I have written about this subject before as an urgent issue of security, and surely the topic of piracy must be at the top of countries’ security agendas now that a large oil tanker has been seized. It makes me wonder what insurers such as Lloyds of London must think: surely, if shipping fleets want to keep insurance premia down, an obvious solution must be to arm, or better protect, such vessels. I do not know what the law is about whether ships, operating in international waters, on carrying weapons on board merchant vessels. In centuries past, vessels of the East India Company, for instance, were frequently as well armed as many naval vessels.

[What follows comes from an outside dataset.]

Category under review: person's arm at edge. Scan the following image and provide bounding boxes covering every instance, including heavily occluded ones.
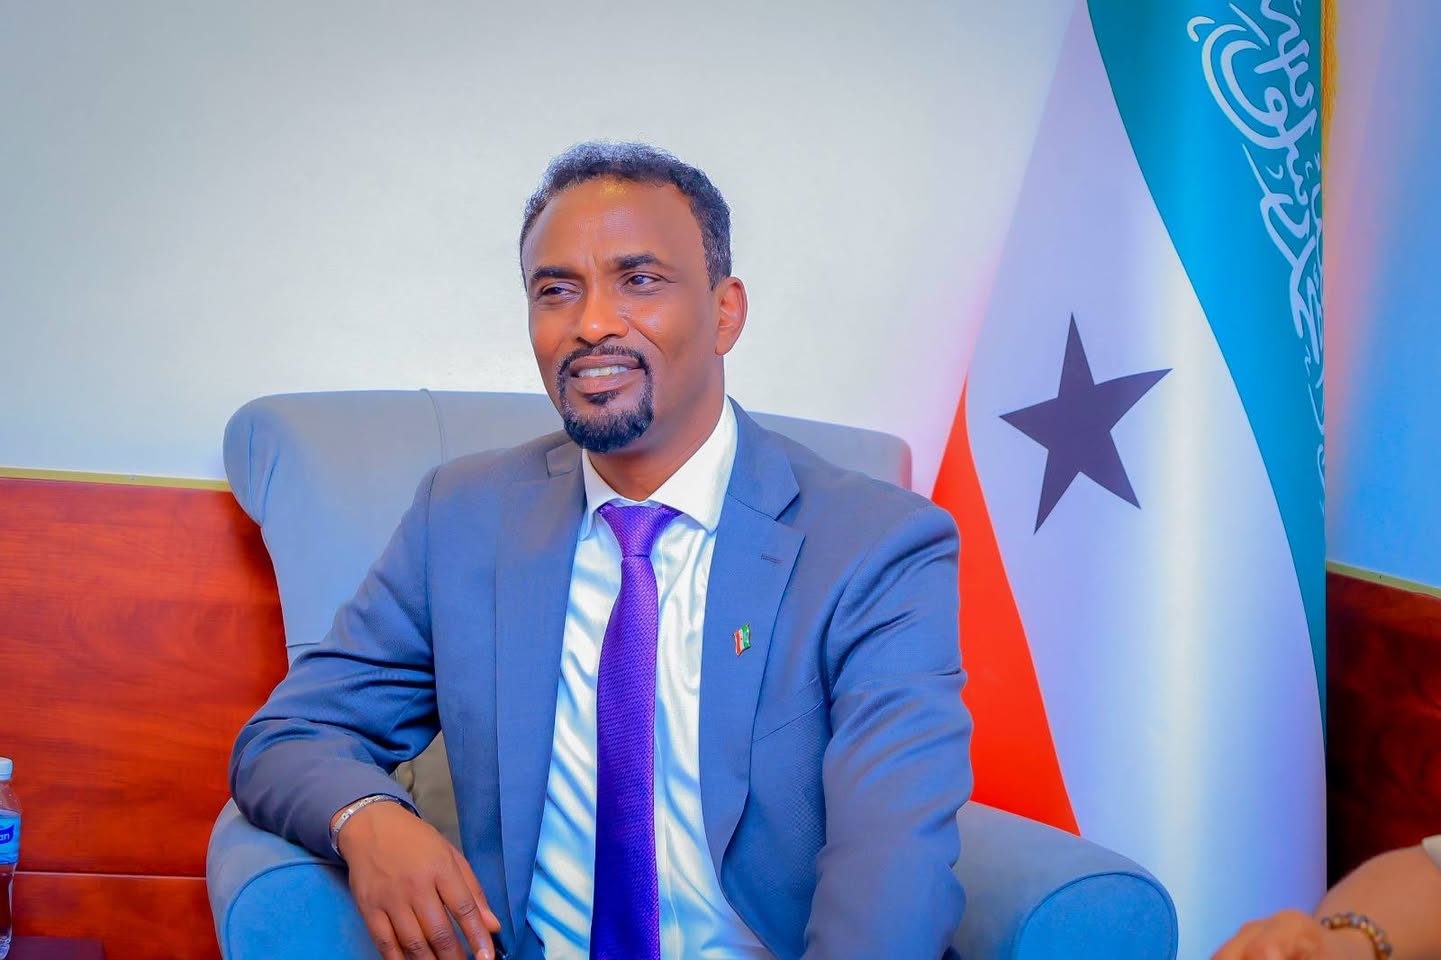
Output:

They had to be.
If this problem gets worse, then it is not just the navies of the western powers, such as those of Britain or the US, that might have to think about protecting shipping routes more aggressively. I think that the rising economic power of India must take on more responsibility to guarding some of the shipping lanes in the Indian Ocean. India, after all, is a prime beneficiary of globalisation and global trade. For that matter, China probably will have to think about protecting its shipping more effectively, as must jurisdictions which engage in much ship-borne trade such as Singapore and Australia and Brazil.
One of the reasons why a strictly isolationist foreign policy does not work is that in the real world, the web of global trading routes from which we all benefit have to be protected. Free market transactions must be protected against predators. That means things like naval bases or agreements between states to protect certain shipping routes, for example. If states cannot do this, but somehow expect merchant ships to continue conveying the goods which drive the world economy, pressure to let merchant ships carry weapons will be irresistable.
Some time ago, I read the Frederick Forsyth novel, The Afghan. I won’t give away the plot but piracy is a key part of it. Any security policy, including an anti-terrorist one, must take account of seaborne threats. It might seem rather obvious to point this out in an island nation like the UK, but a large proportion of our economic produce is conveyed over the wet stuff. If the anti-terror experts have not addressed themselves fully to this issue, they had better start doing so. Maybe this hijacking might have a galvanising effect.